# United States & Canada Vacations Forums > Ski Country Forum >  >  Not A Good Day For The Skier

## griemersma

Yikes...Not a good day for this skier.

Vail skier left hanging, upside-down and half-naked
By Bill Scanlon, Rocky Mountain News (Contact) 
Published January 6, 2009 at 12:37 p.m.
Updated January 6, 2009 at 12:40 p.m. 

Vail Resorts officials confirmed today that a 48-year-old man got snagged on a chairlift on Vail Mountain on New Year's Day and dangled upside down for about seven minutes.

Photos of the man on thesmokinggun.com and other Internet sites show that most of his clothes had fallen off as others tried to free him.

The man was boarding Vail Mountain's Skyline Express Lift at about 10:12 in the morning on New Year's Day, said Liz Biebl, spokeswoman for Vail Resorts.

He was caught on the chair and suspended for about seven minutes, Biebl said.

Lift operators immediately stopped the lift and Vail Ski Patrol was called to the scene.

Mechanics managed to reverse the lift about 10 to 12 feet at which point the man was released, she said.

He was not injured.

Vail Resorts officials declined to respond to reports that the chairlift seat appeared to be up, which may have caused the man to fall partially through it and catch himself with his ski.

----------


## Dennis

Don't be such a tease...

----------


## MIke R

I could write a book.....the hits just keep coming with these dumbasses

----------


## MIke R

follow up

http://www.summitdaily.com/article/2...%20skier%20pic

----------


## JoshA

Vail?
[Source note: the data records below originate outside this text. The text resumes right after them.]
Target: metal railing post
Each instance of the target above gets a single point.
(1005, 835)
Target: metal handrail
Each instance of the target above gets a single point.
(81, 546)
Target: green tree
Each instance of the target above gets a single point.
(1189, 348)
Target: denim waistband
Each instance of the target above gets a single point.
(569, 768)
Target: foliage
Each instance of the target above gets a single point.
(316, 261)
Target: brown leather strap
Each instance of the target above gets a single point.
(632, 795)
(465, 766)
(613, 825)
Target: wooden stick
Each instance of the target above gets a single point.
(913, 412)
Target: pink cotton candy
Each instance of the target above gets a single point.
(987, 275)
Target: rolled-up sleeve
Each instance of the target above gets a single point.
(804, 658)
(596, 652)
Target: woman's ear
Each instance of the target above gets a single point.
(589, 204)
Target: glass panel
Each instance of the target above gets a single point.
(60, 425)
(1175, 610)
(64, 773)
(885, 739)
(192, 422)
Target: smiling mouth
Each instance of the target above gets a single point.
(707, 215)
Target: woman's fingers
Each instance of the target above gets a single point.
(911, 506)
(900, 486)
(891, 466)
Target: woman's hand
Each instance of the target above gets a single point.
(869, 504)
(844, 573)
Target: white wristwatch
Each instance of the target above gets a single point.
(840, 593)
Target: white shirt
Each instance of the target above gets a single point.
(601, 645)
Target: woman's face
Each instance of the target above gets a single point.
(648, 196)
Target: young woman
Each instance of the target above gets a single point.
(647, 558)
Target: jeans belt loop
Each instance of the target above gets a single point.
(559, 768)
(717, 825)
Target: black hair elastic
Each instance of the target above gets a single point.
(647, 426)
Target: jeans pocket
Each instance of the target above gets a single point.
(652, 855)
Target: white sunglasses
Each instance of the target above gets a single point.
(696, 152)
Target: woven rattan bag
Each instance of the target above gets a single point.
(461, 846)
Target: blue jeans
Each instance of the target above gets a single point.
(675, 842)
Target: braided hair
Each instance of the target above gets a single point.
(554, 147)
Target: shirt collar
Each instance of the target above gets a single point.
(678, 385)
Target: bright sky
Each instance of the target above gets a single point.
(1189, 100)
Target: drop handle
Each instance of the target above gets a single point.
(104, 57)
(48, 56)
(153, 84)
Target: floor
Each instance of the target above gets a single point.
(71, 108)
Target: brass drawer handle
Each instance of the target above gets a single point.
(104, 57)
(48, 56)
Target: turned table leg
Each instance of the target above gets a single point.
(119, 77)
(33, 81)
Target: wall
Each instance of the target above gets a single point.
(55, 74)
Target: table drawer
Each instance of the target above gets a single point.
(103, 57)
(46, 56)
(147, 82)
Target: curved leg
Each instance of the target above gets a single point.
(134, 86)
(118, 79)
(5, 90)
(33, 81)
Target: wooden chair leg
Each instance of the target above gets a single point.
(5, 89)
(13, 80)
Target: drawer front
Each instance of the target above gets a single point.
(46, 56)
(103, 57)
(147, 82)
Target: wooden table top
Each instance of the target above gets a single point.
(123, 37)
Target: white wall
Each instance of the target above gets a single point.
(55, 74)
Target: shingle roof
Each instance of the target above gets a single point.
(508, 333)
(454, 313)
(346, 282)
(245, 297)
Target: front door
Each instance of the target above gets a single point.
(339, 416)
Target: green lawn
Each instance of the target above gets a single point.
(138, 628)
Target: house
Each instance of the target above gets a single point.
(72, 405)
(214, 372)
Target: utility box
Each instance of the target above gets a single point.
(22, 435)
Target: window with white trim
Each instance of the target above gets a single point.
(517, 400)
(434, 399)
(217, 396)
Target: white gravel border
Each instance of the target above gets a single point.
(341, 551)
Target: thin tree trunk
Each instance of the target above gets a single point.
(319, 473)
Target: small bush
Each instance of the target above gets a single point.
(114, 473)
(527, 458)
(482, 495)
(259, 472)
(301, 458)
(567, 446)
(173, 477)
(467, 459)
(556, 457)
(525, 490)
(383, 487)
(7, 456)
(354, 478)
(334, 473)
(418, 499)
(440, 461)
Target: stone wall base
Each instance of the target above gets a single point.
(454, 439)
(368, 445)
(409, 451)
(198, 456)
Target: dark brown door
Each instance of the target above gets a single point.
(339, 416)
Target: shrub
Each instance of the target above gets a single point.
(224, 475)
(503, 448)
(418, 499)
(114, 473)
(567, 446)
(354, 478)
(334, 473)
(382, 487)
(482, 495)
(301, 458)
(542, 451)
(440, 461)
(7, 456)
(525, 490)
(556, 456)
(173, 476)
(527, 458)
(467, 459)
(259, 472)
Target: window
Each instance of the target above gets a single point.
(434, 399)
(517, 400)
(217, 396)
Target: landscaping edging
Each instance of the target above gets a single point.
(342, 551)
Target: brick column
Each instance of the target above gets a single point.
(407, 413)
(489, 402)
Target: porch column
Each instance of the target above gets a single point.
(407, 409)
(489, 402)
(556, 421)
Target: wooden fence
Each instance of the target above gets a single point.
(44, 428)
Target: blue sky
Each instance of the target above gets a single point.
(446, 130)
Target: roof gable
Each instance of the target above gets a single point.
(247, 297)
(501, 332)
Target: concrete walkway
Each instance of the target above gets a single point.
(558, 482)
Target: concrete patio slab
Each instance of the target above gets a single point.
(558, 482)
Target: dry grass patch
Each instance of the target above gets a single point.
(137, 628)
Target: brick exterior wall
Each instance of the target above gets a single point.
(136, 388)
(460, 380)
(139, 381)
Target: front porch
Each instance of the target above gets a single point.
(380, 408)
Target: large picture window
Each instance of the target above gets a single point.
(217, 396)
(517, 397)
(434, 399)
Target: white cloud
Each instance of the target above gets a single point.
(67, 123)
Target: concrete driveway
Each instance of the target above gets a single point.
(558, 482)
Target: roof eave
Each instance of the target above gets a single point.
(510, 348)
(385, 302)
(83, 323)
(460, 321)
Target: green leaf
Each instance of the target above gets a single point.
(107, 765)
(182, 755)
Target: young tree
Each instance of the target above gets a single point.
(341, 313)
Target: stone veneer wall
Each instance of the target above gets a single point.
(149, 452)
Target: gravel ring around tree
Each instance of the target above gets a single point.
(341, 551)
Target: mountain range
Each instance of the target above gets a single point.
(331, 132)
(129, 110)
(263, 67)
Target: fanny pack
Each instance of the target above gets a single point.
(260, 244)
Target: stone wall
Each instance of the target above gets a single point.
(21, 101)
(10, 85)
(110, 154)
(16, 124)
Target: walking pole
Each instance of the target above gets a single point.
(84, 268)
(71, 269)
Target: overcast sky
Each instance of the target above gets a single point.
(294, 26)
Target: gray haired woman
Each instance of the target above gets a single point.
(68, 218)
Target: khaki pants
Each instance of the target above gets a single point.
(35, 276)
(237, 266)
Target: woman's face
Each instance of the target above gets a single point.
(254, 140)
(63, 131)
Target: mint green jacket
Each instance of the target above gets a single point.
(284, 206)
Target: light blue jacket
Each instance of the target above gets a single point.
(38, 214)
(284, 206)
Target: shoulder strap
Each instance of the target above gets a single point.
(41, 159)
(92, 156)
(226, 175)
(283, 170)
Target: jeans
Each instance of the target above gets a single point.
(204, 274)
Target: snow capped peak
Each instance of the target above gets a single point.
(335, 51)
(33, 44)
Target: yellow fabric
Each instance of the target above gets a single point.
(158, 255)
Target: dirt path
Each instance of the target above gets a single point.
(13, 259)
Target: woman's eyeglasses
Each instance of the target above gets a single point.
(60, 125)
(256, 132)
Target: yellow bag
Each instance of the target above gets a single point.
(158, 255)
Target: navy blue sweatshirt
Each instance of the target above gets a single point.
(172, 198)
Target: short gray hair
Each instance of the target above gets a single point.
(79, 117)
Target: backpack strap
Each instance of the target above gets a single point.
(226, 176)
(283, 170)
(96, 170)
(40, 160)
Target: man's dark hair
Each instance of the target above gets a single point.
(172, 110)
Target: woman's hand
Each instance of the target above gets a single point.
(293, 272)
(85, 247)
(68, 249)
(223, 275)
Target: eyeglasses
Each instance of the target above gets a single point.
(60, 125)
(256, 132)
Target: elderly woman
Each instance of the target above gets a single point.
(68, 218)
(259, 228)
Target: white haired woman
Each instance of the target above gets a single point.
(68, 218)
I smell lawsuit.

----------


## kristi0119

They even put a link to the nekkid pics of this guy in the weekly Snow Industry Letter...sucks to be him (and his daugther)!!!

----------


## MIke R

trust me ...having spent the last 20 years fulltime in ski country in both Colorado and New England...I have little doubts he didn't do something very stupid to put himself in that position to be a celebrity...LMAO

----------


## ALFresco

I am in Vail right now and this was the topic of discussion on several lift rides today. According to one ski patroller I rode with today, the "shrinkage" factor has been a source of humor for the entire ski patrol over the last 10 days. Sadly, the boy next to the hanging skier is his son. 

Jenny is making me tighten up my suspenders for tomorrow.

----------


## MIke R

have a beer at Bart and Yetis ( Vails version of Le Select ) and enjoy the powder...

lunch at Blus  http://www.blusrestaurant.com/ ,in town, right on Gore Creek, aint bad either

----------


## fins85258

I haven't been to Vail in years but there was a great place at the bottom of the main village area ski slope at the west end called the Hong Kong Cafe. 

Is it still there?

----------


## MIke R

absolutely

----------


## ALFresco

Mike....funny, I discovered Bart and Yetis 4 years ago when I was here. Love the place and even better, we're staying in Lionshead. Had 17" between Sunday and Monday. Incredible conditions!

----------


## MIke R

good for you Mike...enjoy it..I miss it all so much out there.... and do try BLUS..a real locals eatery....we have terrific snow here as well...epic snow...but we cant get to it at the moment...we had wind chills of 100 below at the summit today so they shut the mountain down to protect the people from themselves...LOL...


sounds like tomorrow could be a shut down as well......looks like it will warm up just in time for the holiday weekend

----------